I think Javascript is a great language. It’s often been misused due to the “view source” thing Jeff’s talking about, but it’s pretty amazing how much people have been able to build with it.

The problem with AJAX Javascript isn’t the language, it’s:
(1) Using AJAX where it doesn’t belong
(2) Poorly written custom javascript code instead of code which runs on well-tested, cross-browser libraries
(3) Most importantly - slow standards implementation by a certain very popular browser. Javascript wasn’t built with AJAX in mind, but the E4X Javascript extension was, and it was published in 2004. Guess which of the major browsers hasn’t implemented it, and has no plans to?

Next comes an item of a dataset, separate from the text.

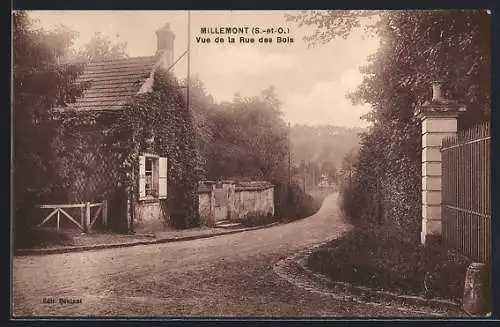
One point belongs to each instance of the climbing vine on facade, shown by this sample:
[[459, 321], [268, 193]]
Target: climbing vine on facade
[[159, 121]]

More about E4X here: http://weblogs.asp.net/jgalloway/archive/2005/11/06/429666.aspx

@Jon: It’s funny how several years in, this post still draws attention. Great subjects for discussion never really die !

I have to agree with Points #2 and #3 emphatically, but have to go beyond #1, and say that this the area where the most trouble and source of debris on the net is found. The concept of “the long road to rewriting every client application in the world in JavaScript.” is absolutely preposterous. Perhaps it’s some web wingnut’s wet dream ( no offense implied onto that popular typeface, really. ), but put some common sense into it. Sure we’ve got ChromeOS knocking on our door, but the concept that even IT won’t have natively installed applications on the target netbooks is also ludicrious. There always will be native “hard” clients. There will always be the need for “hard” clients.

For anyone who thinks that every desktop or desktop oriented application needs to be web-ified, ask yourself a question. Why, if anything and everything MUST ( or to not be so harsh, should ) be web-based, did everyone bash the darling of mobility that is the iPhone when Apple put off having a native applications sdk for over a year ? Why did they almost immediately start to take out the nails for Palm’s final coffin, when they said they wouldn’t have a native development kit.

Even Google is ushering out an NDK with ( Oooooooo…evil C++, Eewwwww ). Whenever someone speaks in absolutes in this way, about ANY subject, it opens up scrutiny of the rest of the logic behind their argument. “Javascript” ( I know, total misnomer, what can you do ? ) isn’t the savior of programming. No language is.